DS Smith ends financial year on a high
DS Smith issued a pre-close trading update on Monday for its financial year just ended on 30 April, reporting that its business continued to perform in line with its own expectations, with the industry and business trends consistent with its trading update in March.
The FTSE 100 company said volume growth remained “strong”, with its focus on sustainable solutions and the accelerating e-commerce sector.
That, and continued growth in multinational customers, had resulted in further gains in the company’s market share.
Recovery of increased paper prices, which had risen throughout the year, also continued as expected and the firm said its expected return on sales was to be in line with the prior year.
Volume growth in the US was described as “excellent”, and the board said it was “very pleased” with the positive reaction from local and global customers.

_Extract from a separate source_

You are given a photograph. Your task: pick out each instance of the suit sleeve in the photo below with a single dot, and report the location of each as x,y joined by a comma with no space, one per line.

The integration of Interstate was also progressing well, and DS Smith said it now expected synergies to reach an annualised rate of $35m by the end of the third full year of ownership - a further increase of $5m on its previous expectations - which the board said would be driven primarily by further anticipated global supply chain benefits.
DS Smith’s acquisition of Ecopack and Ecopaper completed on 6 March, further building its European network, with the board said to be “pleased” with the initial progress made.
“We are very pleased with the performance in the year, in particular in the step-up in volumes that we have delivered, and in the successful integration, customer reaction and volume growth within Interstate,” said group chief executive Miles Roberts.
“Our success is underpinned by our commitment to sustainable packaging that is innovative and adds value to our customers, throughout their global supply chains and also by a focus on our own global supply chain efficiency.
“This approach, together with momentum in our business and opportunities to further strengthen our customer offering, gives us confidence in the future.”